The Plants

For the average garden pool a selection from the many varieties obtainable of hardy and tender Nymphaeas will be found most satisfactory.

These may be planted just as they start into growth, usually about May 1 in the vicinity of Philadelphia; at that time all danger of frost is over and even the tender kinds may be safely set out.

Only sufficient fresh water need be supplied to the pool to provide for that lost through evaporation.

The Nelumbiums are very handsome, of easy culture and well suited to large pools. Other good aquatic plants are the Water Hyacinth, Water Snowflake, Papyrus or Umbrella Plant.

The hardy varieties may be left in the pool all Winter; but they require a protection of leaves, with evergreen boughs or boards over them to keep the leaves in place.


It is well to stock garden pools with goldfish to destroy mosquito larvae, and to add the requisite touch of life and color.

Swimming Pools

The loss of so many of the old-time swimming holes has developed a demand for the artificial swimming pool.
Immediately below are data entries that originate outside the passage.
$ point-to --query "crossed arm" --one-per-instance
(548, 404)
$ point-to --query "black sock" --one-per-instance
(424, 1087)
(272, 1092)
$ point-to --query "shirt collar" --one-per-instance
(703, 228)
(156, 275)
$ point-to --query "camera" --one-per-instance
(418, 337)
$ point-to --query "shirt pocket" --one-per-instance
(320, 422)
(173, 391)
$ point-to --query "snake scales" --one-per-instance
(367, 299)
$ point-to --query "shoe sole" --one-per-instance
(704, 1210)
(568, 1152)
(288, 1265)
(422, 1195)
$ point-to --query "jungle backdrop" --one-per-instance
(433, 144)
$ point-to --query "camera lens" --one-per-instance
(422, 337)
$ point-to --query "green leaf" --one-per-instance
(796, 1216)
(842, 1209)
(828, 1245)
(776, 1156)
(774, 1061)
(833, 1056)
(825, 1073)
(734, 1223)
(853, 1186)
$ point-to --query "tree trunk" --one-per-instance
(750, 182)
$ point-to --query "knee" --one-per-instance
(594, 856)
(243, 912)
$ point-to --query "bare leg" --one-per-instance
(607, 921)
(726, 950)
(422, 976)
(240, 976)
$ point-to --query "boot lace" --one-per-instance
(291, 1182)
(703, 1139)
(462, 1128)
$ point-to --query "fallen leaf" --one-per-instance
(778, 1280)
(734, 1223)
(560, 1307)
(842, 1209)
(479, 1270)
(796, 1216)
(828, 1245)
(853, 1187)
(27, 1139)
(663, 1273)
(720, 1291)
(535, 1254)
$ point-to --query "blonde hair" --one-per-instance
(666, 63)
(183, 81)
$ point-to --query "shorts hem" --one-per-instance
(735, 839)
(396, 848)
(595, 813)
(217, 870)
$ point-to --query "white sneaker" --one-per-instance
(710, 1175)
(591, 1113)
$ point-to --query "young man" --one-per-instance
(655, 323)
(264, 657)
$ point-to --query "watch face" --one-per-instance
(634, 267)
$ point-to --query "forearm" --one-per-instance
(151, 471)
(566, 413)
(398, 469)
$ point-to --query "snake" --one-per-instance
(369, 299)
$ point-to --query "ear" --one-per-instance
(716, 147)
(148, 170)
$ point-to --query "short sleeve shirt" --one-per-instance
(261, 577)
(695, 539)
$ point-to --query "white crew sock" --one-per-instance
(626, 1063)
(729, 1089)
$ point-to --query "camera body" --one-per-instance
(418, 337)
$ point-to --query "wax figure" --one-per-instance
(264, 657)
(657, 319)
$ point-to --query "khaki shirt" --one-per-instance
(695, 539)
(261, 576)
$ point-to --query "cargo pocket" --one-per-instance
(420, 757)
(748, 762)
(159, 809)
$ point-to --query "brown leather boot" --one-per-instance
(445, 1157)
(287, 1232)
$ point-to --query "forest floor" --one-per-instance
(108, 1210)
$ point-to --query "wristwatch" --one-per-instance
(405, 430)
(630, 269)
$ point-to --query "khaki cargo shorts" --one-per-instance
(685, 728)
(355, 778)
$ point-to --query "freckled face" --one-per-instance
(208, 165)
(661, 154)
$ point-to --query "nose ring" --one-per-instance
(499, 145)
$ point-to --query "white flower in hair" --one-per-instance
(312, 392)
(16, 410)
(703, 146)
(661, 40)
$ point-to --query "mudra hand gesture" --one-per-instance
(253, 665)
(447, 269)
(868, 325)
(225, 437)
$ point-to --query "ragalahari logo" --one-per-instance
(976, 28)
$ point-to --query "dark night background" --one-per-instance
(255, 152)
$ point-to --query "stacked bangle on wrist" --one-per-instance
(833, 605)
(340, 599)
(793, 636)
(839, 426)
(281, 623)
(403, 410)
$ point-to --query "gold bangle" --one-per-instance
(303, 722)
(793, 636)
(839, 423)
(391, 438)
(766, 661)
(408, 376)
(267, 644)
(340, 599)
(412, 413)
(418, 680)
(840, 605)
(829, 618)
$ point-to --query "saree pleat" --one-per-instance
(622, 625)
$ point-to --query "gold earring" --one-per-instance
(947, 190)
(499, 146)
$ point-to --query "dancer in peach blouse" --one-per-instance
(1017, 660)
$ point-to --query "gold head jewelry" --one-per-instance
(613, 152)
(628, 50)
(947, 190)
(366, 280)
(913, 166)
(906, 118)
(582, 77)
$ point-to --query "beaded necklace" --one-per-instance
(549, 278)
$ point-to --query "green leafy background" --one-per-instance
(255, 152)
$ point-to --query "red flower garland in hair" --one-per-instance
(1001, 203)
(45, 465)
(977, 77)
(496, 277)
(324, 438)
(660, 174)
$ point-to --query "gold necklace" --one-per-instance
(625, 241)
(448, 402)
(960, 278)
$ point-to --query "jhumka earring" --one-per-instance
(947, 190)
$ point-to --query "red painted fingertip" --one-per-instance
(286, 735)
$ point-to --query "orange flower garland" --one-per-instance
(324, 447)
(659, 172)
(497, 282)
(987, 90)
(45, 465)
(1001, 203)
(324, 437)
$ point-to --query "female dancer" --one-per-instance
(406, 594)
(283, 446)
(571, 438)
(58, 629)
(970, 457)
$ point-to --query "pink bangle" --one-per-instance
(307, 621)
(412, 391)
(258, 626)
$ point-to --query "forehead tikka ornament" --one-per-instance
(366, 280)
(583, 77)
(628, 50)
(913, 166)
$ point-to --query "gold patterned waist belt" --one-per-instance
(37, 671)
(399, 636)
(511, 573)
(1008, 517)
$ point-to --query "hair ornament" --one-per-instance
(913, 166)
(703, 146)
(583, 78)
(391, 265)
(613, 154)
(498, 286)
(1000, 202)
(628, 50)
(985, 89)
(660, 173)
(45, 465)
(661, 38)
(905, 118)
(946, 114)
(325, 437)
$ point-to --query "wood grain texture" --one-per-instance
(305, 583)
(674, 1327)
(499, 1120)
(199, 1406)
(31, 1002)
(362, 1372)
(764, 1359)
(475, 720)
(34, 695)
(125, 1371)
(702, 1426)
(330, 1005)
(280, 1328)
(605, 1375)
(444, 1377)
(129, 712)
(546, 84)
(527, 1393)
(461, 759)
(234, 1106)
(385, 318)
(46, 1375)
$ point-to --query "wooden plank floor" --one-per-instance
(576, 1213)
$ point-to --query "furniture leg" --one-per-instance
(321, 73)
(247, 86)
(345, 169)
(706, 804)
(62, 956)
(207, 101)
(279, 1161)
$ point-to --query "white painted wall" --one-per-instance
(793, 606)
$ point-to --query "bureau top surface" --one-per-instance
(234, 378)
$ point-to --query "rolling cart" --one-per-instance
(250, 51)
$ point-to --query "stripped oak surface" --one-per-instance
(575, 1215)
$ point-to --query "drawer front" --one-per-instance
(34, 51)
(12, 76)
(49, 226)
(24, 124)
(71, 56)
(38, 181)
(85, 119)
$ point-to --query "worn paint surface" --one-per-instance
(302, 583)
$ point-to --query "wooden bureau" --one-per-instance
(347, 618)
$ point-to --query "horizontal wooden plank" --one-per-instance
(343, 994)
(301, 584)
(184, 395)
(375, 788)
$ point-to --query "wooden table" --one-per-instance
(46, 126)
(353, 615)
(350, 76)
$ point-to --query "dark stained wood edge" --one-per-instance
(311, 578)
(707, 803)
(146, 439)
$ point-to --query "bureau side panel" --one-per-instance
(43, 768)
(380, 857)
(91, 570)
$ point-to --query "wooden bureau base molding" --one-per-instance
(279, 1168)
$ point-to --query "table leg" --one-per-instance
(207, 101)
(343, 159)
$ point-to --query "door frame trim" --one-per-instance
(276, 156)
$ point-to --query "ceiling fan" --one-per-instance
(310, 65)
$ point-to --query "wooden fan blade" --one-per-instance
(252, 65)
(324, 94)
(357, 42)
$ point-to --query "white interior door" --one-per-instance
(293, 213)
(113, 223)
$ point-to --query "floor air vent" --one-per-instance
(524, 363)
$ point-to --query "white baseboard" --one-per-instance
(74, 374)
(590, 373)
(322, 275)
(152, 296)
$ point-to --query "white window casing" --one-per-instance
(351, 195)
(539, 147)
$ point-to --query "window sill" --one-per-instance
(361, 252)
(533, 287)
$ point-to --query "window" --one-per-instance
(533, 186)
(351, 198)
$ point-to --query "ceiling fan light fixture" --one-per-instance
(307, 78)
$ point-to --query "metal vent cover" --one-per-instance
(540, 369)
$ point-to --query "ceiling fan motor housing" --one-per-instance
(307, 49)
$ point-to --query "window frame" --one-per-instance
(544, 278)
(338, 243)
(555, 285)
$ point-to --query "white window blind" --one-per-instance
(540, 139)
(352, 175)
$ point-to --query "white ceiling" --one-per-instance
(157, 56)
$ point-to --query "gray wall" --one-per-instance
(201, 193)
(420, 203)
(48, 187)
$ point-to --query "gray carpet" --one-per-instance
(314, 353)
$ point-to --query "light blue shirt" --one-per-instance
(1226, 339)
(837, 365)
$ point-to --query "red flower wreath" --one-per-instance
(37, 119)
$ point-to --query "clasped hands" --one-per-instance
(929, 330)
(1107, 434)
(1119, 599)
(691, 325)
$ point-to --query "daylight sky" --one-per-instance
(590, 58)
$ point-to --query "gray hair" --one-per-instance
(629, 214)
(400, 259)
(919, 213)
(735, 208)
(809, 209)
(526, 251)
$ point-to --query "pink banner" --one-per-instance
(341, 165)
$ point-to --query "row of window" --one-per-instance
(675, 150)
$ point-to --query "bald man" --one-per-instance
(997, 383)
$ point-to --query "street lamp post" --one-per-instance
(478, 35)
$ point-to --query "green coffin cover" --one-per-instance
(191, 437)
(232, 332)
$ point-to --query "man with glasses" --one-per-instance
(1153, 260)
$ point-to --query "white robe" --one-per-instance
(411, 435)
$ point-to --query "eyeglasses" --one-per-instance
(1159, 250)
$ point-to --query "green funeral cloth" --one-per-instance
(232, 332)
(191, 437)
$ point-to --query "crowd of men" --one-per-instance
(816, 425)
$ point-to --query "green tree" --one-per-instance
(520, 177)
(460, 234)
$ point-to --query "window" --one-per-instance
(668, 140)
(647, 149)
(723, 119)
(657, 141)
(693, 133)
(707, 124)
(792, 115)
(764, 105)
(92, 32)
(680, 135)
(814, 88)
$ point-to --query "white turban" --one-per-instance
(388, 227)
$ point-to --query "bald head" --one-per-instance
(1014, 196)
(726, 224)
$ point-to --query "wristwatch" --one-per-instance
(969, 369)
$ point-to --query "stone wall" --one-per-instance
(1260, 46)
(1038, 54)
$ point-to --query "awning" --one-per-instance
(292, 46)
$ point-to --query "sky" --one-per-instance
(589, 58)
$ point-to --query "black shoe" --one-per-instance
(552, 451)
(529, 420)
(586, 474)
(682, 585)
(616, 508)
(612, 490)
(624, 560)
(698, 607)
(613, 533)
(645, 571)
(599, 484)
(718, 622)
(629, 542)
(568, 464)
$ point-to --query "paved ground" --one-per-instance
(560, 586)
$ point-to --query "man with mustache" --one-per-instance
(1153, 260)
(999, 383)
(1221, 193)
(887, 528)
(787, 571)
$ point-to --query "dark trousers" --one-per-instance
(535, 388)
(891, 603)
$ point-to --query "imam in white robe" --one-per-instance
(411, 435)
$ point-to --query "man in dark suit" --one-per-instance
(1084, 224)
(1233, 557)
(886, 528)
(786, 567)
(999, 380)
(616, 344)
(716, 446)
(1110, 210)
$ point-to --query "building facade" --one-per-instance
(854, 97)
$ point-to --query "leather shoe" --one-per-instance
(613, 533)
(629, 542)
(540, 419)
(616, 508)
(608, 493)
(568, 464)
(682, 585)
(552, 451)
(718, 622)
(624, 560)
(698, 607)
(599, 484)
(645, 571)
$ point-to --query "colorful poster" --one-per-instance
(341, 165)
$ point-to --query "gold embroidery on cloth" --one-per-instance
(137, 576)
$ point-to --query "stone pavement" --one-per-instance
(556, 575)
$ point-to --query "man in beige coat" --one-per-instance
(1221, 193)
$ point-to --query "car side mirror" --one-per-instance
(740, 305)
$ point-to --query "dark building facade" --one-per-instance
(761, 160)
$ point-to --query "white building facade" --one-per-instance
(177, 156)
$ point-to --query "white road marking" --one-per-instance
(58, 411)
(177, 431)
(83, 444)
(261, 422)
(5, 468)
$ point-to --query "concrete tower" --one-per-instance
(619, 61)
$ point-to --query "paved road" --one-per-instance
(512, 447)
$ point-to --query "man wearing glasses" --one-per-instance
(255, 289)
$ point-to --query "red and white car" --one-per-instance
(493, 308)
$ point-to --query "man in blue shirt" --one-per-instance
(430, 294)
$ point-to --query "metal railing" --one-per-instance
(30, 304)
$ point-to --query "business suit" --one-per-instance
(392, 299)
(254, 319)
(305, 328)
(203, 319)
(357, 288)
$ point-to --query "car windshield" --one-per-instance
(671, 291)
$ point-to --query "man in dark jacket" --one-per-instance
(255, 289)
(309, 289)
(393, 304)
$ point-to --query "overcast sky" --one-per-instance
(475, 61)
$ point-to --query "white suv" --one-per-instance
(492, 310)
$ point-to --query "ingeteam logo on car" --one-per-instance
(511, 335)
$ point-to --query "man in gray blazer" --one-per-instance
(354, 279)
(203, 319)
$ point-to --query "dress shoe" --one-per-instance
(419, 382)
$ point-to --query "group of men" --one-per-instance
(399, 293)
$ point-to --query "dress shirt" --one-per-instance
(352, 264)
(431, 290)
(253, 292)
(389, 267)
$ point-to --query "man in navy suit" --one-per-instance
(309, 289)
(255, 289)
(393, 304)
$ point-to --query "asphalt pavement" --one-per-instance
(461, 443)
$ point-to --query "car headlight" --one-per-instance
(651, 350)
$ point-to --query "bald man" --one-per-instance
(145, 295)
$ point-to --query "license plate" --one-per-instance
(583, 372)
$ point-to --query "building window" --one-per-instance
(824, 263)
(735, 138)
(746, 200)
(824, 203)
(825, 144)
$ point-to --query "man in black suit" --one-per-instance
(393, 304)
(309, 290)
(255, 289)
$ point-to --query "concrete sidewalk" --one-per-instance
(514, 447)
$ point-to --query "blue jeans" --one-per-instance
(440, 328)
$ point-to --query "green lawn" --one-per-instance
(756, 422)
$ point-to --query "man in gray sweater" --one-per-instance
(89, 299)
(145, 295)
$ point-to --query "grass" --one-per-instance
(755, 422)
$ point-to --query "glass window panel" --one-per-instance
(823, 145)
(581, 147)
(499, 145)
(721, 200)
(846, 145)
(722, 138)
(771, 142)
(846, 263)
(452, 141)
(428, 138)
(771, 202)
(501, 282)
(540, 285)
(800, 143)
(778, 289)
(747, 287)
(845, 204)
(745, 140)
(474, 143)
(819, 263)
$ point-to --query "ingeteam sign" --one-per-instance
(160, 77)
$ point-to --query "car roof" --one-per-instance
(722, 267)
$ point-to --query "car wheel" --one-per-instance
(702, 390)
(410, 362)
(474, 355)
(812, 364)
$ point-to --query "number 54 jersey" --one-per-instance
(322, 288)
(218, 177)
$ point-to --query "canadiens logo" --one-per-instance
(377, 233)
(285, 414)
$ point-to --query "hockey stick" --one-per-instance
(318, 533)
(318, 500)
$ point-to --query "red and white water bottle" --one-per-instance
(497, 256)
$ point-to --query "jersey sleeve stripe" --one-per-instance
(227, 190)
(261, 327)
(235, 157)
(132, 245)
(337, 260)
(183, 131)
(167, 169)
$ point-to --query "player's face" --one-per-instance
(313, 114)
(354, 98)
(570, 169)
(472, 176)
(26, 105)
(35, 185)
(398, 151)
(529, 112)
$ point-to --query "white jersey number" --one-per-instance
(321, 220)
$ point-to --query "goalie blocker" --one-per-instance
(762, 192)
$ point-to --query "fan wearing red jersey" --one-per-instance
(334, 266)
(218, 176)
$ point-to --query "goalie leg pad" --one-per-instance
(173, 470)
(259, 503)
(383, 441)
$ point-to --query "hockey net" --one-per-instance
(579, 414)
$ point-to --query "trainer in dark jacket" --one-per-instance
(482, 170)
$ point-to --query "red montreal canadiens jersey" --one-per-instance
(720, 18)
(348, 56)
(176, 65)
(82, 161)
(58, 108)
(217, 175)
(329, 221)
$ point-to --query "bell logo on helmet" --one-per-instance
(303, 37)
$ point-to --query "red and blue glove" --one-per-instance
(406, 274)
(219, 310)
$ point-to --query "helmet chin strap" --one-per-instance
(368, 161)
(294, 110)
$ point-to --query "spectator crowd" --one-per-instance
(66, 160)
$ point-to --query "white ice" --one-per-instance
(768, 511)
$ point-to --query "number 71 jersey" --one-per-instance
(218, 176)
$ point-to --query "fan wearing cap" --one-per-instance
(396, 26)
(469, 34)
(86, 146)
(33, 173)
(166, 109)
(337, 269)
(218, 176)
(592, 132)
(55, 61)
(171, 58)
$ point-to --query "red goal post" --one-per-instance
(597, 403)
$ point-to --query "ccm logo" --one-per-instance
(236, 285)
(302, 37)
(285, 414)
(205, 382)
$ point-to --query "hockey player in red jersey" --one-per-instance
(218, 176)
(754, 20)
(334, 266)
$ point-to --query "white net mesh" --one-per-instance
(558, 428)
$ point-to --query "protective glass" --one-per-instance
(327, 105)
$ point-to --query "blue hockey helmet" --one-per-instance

Fig. 143.   Swimming pool within the garden area. Gray sandstone coping to match the walls and steps

Fig. 143. - Swimming pool within the garden area. Gray sandstone coping to match the walls and steps.

Such pools may often be placed within the garden area (Fig. 143).

The construction should be the same as that outlined for smaller pools, care being taken to waterproof the walls, not only from the standpoint of keeping the water within the pool, but to keep the moisture from outside from seeping through and discoloring the walls. The swimming pool may be incorporated in the flower garden as a wading pool or made sufficiently deep at one end to allow of diving, running from two to three feet deep at one end to from seven to eight feet deep at the other.

Swimming pools should be provided with a ladder to assist in leaving the pool at the deep end. A removable ladder is best for a combination garden and swimming pool. Rings should be supplied at intervals along the edge of the pool and a rope run through, so that bathers may grasp same for support when required.

Water Supply

Should the water supply come from a spring or stream on the premises it will be necessary to have a valve or plug to shut off the supply at the intake. When using water from a stream it is advisable to have a forebay set at one side and the pipe run from that to the pool. The forebay or well is built along the stream to prevent leaves, sand and debris from getting into the pipe. This is essential, regardlesss as to what method is adopted for conveying the water to the pool, either by gravity, ram, gas engine, electric pump or gasoline engine.

As swimming pools must be emptied frequently in order to cleanse them, a small electric pump may be introduced, where the power is at hand, and the water from the pool connected to the garden pipe line and so used for watering, thus conserving the general supply.